Layer potential definitions

Helmholtz, Laplace, Yukawa

For \(k \in \mathbb{C}\), let \(\mathcal{S}_{k}\), and \(\mathcal{D}_{k}\) denote the Helmholtz single and double layer potentials given by

\[\begin{split}\mathcal{S}_{k}[\sigma](x) &= \frac{1}{4\pi}\int_{\Gamma} \frac{e^{ik\|x-y\|}}{\|x-y\|} \sigma(y) dS_{y} \\ \mathcal{D}_{k}[\sigma](x) &= \frac{1}{4\pi}\int_{\Gamma} \nabla_{y} \frac{e^{ik\|x-y\|}}{\|x-y\|} \cdot n(y) \sigma(y) dS_{y} \, ,\end{split}\]

and \(n(y)\) is the normal to the surface \(\Gamma\) at \(y\).

The Laplace and Yukawa layer potentials are special cases of the Helmholtz layer potentials corresponding to the cases \(k=0\), and \(k\) being purely imaginary respectively.

The operators \(\mathcal{S}_{k}'[\sigma]\) and \(\mathcal{D}_{k}'[\sigma]\) denote the principal value or the finite part of the Neumann data \(\frac{\partial u}{\partial n}\) associated with the layer potentials \(u = \mathcal{S}_{k}[\sigma]\) and \(u = \mathcal{D}_{k}[\sigma]\) respectively.

Stokes

Let \(\mathcal{S}^{\textrm{stok}}\), and \(\mathcal{D}^{\textrm{stok}}\) denote the Stokes single and double layer potentials given by

\[\begin{split}\mathcal{S}^{\textrm{stok}}[\sigma](x) &= \int_{\Gamma} \mathcal{G}^{\textrm{stok}}(x,y) \sigma(y) \, dS_{y} \\ \mathcal{D}^{\textrm{stok}}[\sigma](x) &= \int_{\Gamma} \mathcal{T}^{\textrm{stok}} \cdot n(y) \sigma(y) dS_{y} \, ,\end{split}\]

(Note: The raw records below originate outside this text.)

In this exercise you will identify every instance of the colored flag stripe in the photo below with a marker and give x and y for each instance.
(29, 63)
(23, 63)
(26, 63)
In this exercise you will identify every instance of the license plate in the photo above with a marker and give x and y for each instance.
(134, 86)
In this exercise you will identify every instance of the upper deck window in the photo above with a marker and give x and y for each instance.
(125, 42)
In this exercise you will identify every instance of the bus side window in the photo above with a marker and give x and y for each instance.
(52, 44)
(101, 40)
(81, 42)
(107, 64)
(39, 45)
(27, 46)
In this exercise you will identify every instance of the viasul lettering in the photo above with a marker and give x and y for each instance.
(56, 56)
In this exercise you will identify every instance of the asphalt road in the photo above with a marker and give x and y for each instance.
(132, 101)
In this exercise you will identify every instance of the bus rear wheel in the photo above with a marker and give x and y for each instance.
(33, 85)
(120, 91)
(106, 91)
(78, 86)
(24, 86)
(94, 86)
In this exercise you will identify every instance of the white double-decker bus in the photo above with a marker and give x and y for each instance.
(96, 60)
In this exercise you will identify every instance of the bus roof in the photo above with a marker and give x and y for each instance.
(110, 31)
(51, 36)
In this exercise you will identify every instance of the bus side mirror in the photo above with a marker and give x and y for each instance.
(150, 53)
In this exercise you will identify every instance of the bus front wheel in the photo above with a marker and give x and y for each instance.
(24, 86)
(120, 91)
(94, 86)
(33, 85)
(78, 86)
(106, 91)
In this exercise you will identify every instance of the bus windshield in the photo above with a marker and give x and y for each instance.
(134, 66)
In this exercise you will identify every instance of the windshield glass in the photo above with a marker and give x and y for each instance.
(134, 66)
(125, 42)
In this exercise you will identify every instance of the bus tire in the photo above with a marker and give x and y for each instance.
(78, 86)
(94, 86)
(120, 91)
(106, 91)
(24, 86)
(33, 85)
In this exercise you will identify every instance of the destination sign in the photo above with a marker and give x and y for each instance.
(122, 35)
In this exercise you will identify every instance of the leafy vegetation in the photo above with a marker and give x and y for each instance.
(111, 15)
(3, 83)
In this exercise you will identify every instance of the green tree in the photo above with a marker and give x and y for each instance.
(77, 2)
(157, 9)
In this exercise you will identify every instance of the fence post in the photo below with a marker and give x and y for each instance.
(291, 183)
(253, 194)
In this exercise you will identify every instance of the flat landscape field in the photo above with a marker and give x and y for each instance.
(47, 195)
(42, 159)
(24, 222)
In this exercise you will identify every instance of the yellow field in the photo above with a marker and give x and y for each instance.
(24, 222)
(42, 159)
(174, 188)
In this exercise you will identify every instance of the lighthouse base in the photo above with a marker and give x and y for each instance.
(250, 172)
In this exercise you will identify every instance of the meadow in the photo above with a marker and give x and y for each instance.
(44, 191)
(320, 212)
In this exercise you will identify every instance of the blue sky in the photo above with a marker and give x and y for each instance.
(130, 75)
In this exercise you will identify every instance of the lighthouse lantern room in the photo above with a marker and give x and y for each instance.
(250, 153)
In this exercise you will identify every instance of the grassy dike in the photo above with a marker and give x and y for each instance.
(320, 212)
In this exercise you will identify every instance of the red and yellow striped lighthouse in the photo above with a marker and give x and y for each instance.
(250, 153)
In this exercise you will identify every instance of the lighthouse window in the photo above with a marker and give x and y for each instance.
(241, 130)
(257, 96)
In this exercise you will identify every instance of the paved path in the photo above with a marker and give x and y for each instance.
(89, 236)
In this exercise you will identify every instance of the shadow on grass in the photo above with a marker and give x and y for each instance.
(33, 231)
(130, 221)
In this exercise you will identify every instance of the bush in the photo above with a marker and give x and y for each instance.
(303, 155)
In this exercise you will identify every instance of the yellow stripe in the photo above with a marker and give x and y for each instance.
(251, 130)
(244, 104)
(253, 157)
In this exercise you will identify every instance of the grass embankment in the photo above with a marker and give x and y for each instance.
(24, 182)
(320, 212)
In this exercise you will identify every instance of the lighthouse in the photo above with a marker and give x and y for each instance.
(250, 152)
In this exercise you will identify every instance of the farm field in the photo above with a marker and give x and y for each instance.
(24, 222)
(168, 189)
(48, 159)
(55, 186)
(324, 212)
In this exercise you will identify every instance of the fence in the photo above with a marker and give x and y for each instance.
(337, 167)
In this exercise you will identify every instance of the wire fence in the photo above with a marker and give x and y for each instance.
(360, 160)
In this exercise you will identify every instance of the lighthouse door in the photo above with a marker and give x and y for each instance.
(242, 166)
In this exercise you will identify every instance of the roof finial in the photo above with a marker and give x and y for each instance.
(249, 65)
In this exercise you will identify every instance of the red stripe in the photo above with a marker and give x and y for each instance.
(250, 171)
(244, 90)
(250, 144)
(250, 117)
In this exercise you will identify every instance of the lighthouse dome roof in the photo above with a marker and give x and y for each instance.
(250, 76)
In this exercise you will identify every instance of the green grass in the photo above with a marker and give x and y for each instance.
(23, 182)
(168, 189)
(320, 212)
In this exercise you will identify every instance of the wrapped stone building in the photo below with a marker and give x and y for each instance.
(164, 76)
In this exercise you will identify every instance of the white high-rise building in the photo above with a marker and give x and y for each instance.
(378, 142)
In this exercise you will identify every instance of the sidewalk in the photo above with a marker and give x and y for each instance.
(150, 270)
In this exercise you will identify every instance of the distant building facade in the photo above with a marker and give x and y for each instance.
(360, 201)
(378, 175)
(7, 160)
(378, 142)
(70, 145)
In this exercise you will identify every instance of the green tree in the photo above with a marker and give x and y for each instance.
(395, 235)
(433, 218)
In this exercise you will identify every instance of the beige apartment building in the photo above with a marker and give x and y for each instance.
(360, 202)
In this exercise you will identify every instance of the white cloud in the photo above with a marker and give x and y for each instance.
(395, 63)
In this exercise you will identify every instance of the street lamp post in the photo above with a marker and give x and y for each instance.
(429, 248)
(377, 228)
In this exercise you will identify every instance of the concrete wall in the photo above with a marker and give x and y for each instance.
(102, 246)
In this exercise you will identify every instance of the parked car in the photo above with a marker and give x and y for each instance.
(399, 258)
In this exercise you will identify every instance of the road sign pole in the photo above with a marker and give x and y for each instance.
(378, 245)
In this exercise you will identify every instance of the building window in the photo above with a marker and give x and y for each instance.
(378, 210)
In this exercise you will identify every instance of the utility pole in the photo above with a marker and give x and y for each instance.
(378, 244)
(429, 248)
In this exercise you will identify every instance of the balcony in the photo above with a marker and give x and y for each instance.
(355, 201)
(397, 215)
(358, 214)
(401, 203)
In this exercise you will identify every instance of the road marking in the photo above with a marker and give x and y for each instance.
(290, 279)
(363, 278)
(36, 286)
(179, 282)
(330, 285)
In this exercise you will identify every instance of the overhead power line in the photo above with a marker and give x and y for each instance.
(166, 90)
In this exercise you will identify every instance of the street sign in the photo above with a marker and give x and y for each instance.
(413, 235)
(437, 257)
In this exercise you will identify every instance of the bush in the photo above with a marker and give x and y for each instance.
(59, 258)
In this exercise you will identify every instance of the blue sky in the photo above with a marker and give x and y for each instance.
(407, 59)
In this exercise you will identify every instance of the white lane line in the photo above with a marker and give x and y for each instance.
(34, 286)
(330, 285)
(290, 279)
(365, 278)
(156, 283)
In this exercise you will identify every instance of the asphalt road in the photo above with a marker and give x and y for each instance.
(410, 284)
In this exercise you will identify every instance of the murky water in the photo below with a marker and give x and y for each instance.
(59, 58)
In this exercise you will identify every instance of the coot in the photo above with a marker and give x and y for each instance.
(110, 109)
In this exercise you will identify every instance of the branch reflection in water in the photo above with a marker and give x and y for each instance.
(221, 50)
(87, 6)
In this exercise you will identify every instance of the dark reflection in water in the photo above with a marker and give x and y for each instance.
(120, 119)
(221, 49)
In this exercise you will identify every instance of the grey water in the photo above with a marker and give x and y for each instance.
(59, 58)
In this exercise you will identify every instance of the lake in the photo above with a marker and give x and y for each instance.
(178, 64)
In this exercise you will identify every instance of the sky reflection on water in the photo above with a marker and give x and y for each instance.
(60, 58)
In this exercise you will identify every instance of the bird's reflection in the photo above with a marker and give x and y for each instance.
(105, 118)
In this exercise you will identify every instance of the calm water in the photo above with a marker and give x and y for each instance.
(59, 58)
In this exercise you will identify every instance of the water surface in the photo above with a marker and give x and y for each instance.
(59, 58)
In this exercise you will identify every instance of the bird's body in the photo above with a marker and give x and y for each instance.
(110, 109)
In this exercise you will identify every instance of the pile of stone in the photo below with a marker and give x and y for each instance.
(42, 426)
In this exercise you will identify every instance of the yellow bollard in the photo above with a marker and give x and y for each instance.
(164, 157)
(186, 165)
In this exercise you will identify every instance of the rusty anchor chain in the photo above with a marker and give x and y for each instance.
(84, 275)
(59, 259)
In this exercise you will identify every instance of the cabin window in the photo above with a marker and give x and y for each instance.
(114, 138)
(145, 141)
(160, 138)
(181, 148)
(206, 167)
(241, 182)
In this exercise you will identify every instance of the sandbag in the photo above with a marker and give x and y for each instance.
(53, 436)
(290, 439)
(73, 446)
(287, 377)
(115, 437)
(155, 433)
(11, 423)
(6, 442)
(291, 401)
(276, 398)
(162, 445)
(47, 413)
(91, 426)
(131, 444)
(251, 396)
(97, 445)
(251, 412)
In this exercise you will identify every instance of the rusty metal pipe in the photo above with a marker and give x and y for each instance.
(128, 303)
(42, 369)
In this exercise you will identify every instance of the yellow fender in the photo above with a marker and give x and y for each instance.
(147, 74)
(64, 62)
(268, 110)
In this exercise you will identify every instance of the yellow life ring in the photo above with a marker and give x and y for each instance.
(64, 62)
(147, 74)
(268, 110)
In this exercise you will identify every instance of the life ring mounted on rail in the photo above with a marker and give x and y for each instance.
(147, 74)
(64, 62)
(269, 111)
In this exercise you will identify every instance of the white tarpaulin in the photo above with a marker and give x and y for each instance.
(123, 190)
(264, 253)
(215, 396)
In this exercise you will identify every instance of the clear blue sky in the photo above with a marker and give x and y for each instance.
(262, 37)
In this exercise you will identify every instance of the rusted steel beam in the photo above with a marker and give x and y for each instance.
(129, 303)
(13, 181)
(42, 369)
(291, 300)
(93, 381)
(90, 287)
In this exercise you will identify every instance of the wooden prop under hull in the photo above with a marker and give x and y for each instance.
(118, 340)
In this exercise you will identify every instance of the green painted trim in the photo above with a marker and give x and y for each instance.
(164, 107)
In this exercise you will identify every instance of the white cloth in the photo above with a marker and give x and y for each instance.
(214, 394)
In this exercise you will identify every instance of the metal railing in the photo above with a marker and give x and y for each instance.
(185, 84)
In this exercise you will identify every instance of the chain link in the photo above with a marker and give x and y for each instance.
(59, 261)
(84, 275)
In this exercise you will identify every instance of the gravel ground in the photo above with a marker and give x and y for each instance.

where \(n(y)\) as before is the normal to the surface \(\Gamma\) at \(y\), \(\mathcal{G}^{\textrm{stok}}(x,y)\) is the Stokeslet given by,

\[\begin{split}\mathcal{G}^{\textrm{stok}}(x,y)=\frac{1}{8\pi \|x-y\|^3} \begin{bmatrix} (x_{1}-y_{1})^2 + \|x-y \|^2 & (x_{1}-y_{1})(x_{2}-y_{2}) & (x_{1}-y_{1})(x_{3}-y_{3}) \\ (x_{2}-y_{2})(x_{1}-y_{1}) & (x_{2}-y_{2})^2 + \|x-y \|^2 & (x_{2}-y_{2})(x_{3}-y_{3}) \\ (x_{3}-y_{3})(x_{1}-y_{1}) & (x_{3}-y_{3})(x_{2}-y_{2}) & (x_{3}-y_{3})^2 + \|x-y \|^2 \end{bmatrix} \, ,\end{split}\]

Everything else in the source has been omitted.